In 1941, 11 days after the bombing of Pearl Harbor, the Navy bought the 47 acre shipyard from Bethlehem Steel Co. It eventually grew to 866 acres — 446 of which were underwater. At peak operation near the end of WWII, 18,000 men and women worked at Hunters Point.
The post-war shipyard saw the development of the Naval Radiological Defense Laboratory (NRDL), tasked with the study and decontamination of ships used in the nuclear weapons tests in the Marshall Islands.
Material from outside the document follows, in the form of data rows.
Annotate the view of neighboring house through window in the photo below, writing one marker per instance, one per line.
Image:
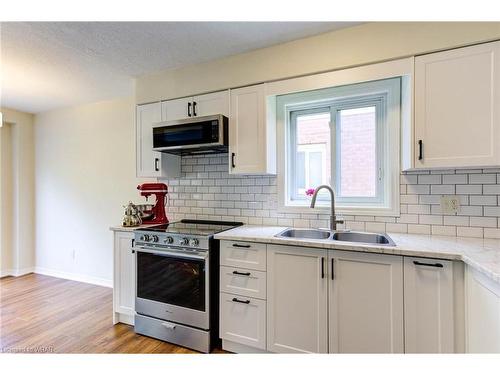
(340, 137)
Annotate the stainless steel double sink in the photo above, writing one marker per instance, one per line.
(343, 236)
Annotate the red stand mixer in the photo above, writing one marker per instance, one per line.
(158, 211)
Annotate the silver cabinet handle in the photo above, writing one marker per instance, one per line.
(168, 325)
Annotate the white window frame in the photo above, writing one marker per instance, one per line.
(385, 94)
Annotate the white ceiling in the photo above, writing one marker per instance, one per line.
(50, 65)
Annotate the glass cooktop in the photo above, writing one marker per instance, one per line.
(194, 227)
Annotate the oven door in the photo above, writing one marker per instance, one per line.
(173, 285)
(189, 133)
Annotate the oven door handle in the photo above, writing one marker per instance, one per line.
(171, 253)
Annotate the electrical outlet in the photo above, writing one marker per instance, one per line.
(450, 204)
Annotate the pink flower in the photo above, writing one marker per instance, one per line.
(310, 192)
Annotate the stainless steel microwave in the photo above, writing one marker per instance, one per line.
(199, 135)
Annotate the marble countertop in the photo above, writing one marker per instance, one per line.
(119, 228)
(480, 253)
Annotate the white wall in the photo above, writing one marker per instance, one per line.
(17, 193)
(85, 173)
(358, 45)
(6, 200)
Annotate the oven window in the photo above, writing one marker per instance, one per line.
(176, 281)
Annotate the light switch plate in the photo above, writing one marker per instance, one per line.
(450, 204)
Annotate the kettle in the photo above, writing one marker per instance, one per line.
(131, 217)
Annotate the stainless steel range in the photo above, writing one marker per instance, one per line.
(177, 282)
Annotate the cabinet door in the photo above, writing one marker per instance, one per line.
(429, 306)
(296, 300)
(247, 131)
(243, 320)
(177, 109)
(457, 107)
(124, 275)
(212, 104)
(365, 303)
(148, 161)
(483, 313)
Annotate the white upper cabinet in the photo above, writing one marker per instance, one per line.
(365, 303)
(150, 163)
(296, 300)
(252, 140)
(177, 109)
(429, 306)
(212, 104)
(457, 107)
(201, 105)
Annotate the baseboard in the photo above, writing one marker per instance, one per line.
(74, 276)
(17, 272)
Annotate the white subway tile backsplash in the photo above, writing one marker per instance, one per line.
(419, 229)
(441, 230)
(469, 189)
(492, 211)
(206, 190)
(462, 221)
(481, 221)
(483, 200)
(491, 189)
(443, 189)
(482, 179)
(470, 232)
(429, 179)
(455, 179)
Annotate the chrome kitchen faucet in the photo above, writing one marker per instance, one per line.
(333, 218)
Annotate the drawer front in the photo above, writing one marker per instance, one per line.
(243, 320)
(243, 255)
(244, 282)
(179, 334)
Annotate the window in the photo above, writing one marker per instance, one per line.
(346, 137)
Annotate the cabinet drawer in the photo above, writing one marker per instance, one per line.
(245, 282)
(243, 320)
(243, 255)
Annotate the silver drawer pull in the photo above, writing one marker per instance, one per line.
(241, 273)
(168, 325)
(238, 245)
(240, 301)
(417, 263)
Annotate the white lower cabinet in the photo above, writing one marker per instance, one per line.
(311, 300)
(123, 278)
(243, 320)
(365, 303)
(429, 306)
(297, 317)
(483, 313)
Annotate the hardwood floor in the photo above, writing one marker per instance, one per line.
(47, 314)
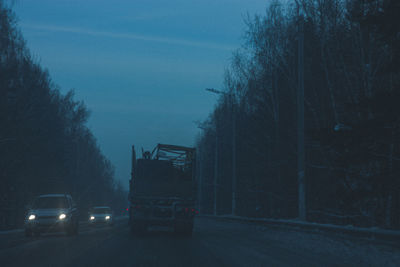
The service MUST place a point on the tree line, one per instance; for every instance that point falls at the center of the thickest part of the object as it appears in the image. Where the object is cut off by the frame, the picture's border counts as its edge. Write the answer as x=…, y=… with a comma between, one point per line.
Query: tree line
x=45, y=145
x=352, y=136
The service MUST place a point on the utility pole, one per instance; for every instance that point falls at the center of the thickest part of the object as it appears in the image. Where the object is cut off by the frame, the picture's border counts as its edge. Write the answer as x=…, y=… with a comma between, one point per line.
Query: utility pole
x=300, y=119
x=200, y=173
x=234, y=178
x=216, y=168
x=233, y=155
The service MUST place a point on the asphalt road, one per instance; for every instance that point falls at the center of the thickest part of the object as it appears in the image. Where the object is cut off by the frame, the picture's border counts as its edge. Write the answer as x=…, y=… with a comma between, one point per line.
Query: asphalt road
x=214, y=243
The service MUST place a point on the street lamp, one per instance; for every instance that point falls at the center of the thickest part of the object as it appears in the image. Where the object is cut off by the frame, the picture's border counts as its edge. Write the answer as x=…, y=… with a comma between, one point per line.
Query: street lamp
x=231, y=97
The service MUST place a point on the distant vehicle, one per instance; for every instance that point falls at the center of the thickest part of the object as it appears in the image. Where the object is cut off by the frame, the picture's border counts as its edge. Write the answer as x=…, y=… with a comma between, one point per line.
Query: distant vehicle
x=101, y=215
x=162, y=189
x=54, y=212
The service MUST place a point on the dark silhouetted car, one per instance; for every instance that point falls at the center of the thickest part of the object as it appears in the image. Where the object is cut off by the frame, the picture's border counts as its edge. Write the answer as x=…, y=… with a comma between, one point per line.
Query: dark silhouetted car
x=51, y=213
x=101, y=215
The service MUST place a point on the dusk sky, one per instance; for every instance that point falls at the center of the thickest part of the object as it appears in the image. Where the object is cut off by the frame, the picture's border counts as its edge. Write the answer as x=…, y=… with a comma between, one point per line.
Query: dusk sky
x=141, y=67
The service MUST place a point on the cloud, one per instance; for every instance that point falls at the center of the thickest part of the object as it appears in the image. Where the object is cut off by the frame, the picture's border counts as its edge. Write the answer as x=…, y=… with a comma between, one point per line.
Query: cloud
x=131, y=36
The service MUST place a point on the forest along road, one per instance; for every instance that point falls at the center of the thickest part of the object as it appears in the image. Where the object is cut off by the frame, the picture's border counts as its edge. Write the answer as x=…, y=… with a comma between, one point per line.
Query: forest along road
x=214, y=243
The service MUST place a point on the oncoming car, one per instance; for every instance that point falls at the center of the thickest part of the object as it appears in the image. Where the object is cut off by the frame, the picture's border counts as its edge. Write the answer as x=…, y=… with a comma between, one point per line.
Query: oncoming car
x=54, y=212
x=101, y=215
Top secret radiological defense and fallout research, waste disposal, and the repair of heavily radiated ships coming back from Bikini Atoll left a site that was heavy on contamination and low on documentation.
Construction of the gantry crane was completed in 1947. At 8,400 tons, it was the largest gantry crane in the world. Even then, its size was lost from a distance, as it stood astride the nation’s largest dry dock.
Nearly as long as the Titanic, it was billed as "The mightiest crane in the world." Two massive lifts moved along rails atop a 730 foot long runway. Over a 200 foot drop to the water, the crane's runway sat level with the roadway of the Golden Gate Bridge.
Originally developed to swap gun turrets on battleships, the crane’s record breaking 630 ton lifting capability and enormous size found a variety of applications.
In 1959, the 230 foot tall trapezoidal tower was added to the top of the crane, bringing its total height to nearly 500 feet. The addition was created to facilitate Operation Skycatch, where Polaris Missiles were fired and caught via a string of arresting cables, before being lowered to the ground for testing. Previous versions of the test had the missiles flung out into the bay and retrieved from the ocean floor.
In the 1960’s the U.S. Navy’s underwater laboratory, SEA-LAB, was built and tested in Hunters Point waters. In the photo above we see the underwater habitat that was used for both SEA-LAB I and SEA-LAB II, before being adapted to SEA-LAB III.
Though the NRDL was shut down in 1969, Hunters Point remained active until 1974, when it was decommissioned and placed on industrial reserve. In 1976, the majority of the land was leased to Triple A Machine Shop, Inc. who used it for ship repair.
On October 5, 1994, the US Navy was sued by a coalition of environmentalist, sports fishing, and public interest groups who alleged that toxic discharges from Hunters Point Naval Shipyard were contaminating San Francisco Bay. Though the alleged violations reached 19,000, the extent of the toxic mess buried on the south side of the base remains a mystery, largely due to the NRDL's shipshod documentation during their top secret research.
Today the crane sits derelict, the terminus of a lengthy dirt-covered pier, as Hunters Point is slowly churned up and developed around it. Decontamination has been a long, destructive process, wiping the landscape clean. But even as developers slowly close in around the crane, no plans yet call for its removal.
All current development initiatives see the Hunters Point Gantry Crane remaining as an iconic fixture on the bay for decades to come.